PiccoloNamek / Wikimedia Commons infográfico Alexandre Affonso Nuvens do tipo cirrusPiccoloNamek / Wikimedia Commons infográfico Alexandre Affonso

O experimento de campo que mais desperta interesse é o Stratospheric Controlled Perturbation Experiment (SCoPEx), coordenado pelo físico-químico alemão Frank Keutsch, da Universidade Harvard, dos Estados Unidos. O projeto foi concebido para ser o primeiro ensaio com injeção de aerossóis na estratosfera, camada da atmosfera entre 7 e 50 km de altitude. Com a ajuda de um balão de alta altitude, um equipamento de injeção de aerossóis vai ser levado a uma altura de 20 km e soltar 2 quilos de partículas de carbonato de cálcio ao longo de 1 km de extensão. “Essa quantidade de partículas é ínfima. Equivale à poluição expelida por um jato comercial durante apenas um minuto de voo”, compara Keutsch, em entrevista a Pesquisa FAPESP. O voo inaugural do SCoPEx estava programado para ocorrer em meados deste ano no norte da Suécia, mas foi cancelado devido a protestos de grupos ambientais e de indígenas do país nórdico. Nesse primeiro voo, não haveria liberação de partículas. Seria feito apenas um teste para ver se os instrumentos estariam funcionando a contento. “O episódio nos ensina que temos de informar melhor as pessoas sobre os objetivos da nossa pesquisa”, comenta o pesquisador alemão, que terá de encontrar um novo lugar para realizar o experimento.
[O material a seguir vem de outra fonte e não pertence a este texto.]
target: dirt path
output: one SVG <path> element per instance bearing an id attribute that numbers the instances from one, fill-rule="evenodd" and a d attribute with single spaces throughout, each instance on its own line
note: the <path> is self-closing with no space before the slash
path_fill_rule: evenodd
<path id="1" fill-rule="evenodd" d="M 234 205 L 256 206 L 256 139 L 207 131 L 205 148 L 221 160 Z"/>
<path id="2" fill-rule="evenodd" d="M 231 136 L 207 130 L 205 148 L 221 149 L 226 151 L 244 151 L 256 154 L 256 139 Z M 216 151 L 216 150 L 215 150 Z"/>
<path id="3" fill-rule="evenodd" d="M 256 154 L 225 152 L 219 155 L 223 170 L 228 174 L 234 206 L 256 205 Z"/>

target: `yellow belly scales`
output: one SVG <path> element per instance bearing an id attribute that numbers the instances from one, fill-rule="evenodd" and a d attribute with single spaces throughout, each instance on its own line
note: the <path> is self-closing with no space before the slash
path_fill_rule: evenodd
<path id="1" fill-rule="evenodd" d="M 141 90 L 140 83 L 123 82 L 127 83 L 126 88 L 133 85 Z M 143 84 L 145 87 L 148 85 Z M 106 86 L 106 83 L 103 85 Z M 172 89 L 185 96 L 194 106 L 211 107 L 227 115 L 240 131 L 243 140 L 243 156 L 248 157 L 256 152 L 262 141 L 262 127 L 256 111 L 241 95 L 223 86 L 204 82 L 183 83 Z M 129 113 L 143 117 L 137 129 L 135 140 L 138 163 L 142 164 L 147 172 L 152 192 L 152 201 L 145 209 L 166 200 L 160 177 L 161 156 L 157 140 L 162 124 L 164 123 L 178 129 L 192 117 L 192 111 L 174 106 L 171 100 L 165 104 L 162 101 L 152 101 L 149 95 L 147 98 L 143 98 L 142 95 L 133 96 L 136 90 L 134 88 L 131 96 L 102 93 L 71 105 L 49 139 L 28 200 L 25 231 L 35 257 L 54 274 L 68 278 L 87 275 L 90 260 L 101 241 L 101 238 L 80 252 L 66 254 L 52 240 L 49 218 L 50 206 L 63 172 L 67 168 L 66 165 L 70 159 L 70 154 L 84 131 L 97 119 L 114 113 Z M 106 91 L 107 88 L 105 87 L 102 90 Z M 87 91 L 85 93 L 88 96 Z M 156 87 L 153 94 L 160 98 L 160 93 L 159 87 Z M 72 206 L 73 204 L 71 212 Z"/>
Para Keutsch, o uso da geoengenharia climática só pode ser cogitado se houver mais pesquisas que mostrem sua eficácia e segurança e, ainda assim, de forma complementar a outras ações. Ele gosta de usar uma analogia médica para destacar os limites e os perigos de a humanidade depender apenas desse tipo de intervenção para combater as mudanças climáticas. Diz que há o risco moral de o homem relaxar de seus tênues esforços para mitigar os efeitos das mudanças climáticas e apostar apenas na ação temporária de medidas paliativas. Como analgésicos que tiram a dor, mas não combatem sua causa, essas ações amenizam o problema sem, no entanto, atacar a sua origem. “O mundo precisa de uma cirurgia invasiva, de uma drástica redução nas emissões de gases de efeito estufa, não somente de morfina”, compara Keutsch. No melhor dos cenários, as intervenções de geoengenharia climática podem ser úteis para diminuir a dor enquanto a operação é feita.